Die neue Strassenverbindung wäre teuer, würde viel Kulturland verbrauchen und das als Naherholungsgebiet definierte «grüne Band» stark beeinträchtigen, argumentiert der Gemeinderat. Zudem verschiebe sich damit das Problem in andere Ortsteile – vor allem nach Niederwangen und auf die Schwarzenburgstrasse in der oberen Gemeinde.

Nicht alle dürften diese Position des Gemeinderats teilen. Aus bürgerlichen Kreisen wurde nach dem Nein zum Tram in den letzten Wochen der Ruf wieder laut, ohne Scheuklappen auch eine Umfahrung des Könizer Zentrums zu prüfen.

Kein Teil der Auslegeordnung

«Natürlich wird es nun eine politische Diskussion geben», sagt die zuständige Gemeinderätin Katrin Sedlmayer (SP). Für den Gemeinderat sei die Spange nicht Teil der Auslegeordnung, die er nun machen wolle, um nach dem Nein zum Tram neue Verkehrslösungen zu finden. «Vielleicht wird das Parlament dies anders sehen», so Sedlmayer.
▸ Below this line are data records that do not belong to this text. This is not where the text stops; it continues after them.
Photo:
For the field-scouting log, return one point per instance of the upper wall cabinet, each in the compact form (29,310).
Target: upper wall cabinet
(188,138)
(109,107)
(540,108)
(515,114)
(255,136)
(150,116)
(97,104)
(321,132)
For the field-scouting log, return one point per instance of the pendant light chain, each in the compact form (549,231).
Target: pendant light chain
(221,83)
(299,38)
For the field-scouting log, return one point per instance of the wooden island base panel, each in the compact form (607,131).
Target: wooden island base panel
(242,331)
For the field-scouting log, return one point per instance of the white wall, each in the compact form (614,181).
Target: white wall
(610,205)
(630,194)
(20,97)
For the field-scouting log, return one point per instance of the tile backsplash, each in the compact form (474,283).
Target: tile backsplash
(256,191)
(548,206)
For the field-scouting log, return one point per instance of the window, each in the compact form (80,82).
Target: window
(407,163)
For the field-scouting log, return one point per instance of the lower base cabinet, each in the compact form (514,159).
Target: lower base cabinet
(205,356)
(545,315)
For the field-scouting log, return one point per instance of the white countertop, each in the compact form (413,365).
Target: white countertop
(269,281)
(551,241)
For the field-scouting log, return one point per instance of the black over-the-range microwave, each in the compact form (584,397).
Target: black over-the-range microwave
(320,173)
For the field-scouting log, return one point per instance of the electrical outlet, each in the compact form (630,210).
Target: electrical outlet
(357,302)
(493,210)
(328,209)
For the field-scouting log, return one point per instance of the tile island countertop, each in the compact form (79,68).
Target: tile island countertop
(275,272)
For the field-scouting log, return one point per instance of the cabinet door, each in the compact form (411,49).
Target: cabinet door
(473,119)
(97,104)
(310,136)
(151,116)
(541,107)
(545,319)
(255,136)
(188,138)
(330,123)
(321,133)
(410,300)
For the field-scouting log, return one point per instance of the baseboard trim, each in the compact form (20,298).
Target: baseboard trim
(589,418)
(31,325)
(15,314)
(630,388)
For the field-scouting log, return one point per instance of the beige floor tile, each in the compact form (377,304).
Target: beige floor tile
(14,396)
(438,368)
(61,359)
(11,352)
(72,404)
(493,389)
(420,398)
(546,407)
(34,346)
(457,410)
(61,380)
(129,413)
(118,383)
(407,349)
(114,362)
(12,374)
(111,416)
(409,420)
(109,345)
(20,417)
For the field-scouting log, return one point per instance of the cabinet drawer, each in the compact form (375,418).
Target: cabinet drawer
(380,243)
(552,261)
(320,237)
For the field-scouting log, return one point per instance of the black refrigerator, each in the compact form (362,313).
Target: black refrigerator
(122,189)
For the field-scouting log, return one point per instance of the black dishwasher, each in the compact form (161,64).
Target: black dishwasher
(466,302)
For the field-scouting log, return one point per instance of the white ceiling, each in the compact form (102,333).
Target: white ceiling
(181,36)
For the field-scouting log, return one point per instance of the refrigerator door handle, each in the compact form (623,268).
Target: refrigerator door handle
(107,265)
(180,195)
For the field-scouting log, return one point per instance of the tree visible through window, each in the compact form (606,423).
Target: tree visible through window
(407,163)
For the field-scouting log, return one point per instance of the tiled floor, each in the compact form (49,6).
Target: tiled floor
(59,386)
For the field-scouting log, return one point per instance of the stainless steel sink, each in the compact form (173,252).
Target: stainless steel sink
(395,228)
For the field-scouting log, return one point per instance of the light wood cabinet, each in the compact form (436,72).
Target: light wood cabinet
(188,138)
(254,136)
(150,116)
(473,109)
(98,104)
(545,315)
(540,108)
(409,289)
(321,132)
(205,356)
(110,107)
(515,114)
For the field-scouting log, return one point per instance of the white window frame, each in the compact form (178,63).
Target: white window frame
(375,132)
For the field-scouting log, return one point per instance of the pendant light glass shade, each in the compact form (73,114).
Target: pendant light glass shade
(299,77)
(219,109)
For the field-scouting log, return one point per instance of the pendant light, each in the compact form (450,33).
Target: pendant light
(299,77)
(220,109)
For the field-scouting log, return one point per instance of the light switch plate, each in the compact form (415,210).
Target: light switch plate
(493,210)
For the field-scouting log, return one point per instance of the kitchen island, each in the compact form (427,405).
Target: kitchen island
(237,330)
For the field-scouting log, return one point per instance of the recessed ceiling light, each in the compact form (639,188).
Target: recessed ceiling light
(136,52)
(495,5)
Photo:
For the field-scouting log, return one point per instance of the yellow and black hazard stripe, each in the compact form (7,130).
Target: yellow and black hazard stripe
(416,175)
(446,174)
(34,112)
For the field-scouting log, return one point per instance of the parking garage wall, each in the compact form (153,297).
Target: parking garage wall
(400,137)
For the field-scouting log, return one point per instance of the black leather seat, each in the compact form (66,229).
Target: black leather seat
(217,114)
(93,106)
«Wir haben die Studie erstellen lassen, weil wir mehr klare Fakten wollten.» Die Sympathien des Gemeinderats für eine solche Lösung waren schon gering, bevor die neue Studie auf dem Tisch lag.

Dämme wären nötig

Verfasst hat die Studie ein Berner Ingenieurbüro. Geprüft hat es vor allem eine neue Verbindung zwischen der Schwarzenburg- und der Landorfstrasse (rot auf der Grafik). Eine der Knacknüsse ist dabei die Bahnlinie. Um sie zu überqueren, werden drei Varianten skizziert – eine mit Bahnübergang, eine mit Unterführung sowie eine mit Brücke. «Keine der Varianten kann als unproblematisch eingestuft werden», so das Fazit in der Studie.

Dies vorab auch wegen der schwierigen topografischen Bedingungen. So wäre es nötig, für das Trassee der neuen Strasse je nach Variante bis zu 11 Meter hohe Dämme aufzuschütten. Dadurch werde die Landschaft zerschnitten und das Landschaftsbild beeinträchtigt, heisst es in der Studie. Zudem wäre trotz allem die Steigung der Strasse beträchtlich.

Sollte das Projekt weiterverfolgt werden, fänden die Studienverfasser die Variante mit Bahnunterführung am ehesten zu vertreten. Sie gehen davon aus, dass im Jahr 2030 rund 4500 bis 5500 Fahrzeuge diese Strasse von Köniz ins Wangental nutzen würden und das Könizer Zentrum dabei durchaus entlastet würde. 6,5 bis 7,5 Hektaren Land würden für die Strasse gebraucht. Je nach Variante werden die Kosten grob auf 8 bis 17,3 Millionen Franken veranschlagt. Als längere Variante ist am Rande auch eine Spange bis nach Schliern (Grafik gelb) Thema in der Studie. «Sie würde noch weit mehr Probleme mit sich bringen», ist Sedlmayer überzeugt. «Es wäre unglaubwürdig, wenn der Gemeinderat eine solche Umfahrung unterstützen würde», findet sie. Auch längst nicht alle Tramgegner dürften dies tun. So dürfte das Strassenprojekt die Kulturlandschützer ebenso auf den Plan rufen, wie das Tramprojekt es tat.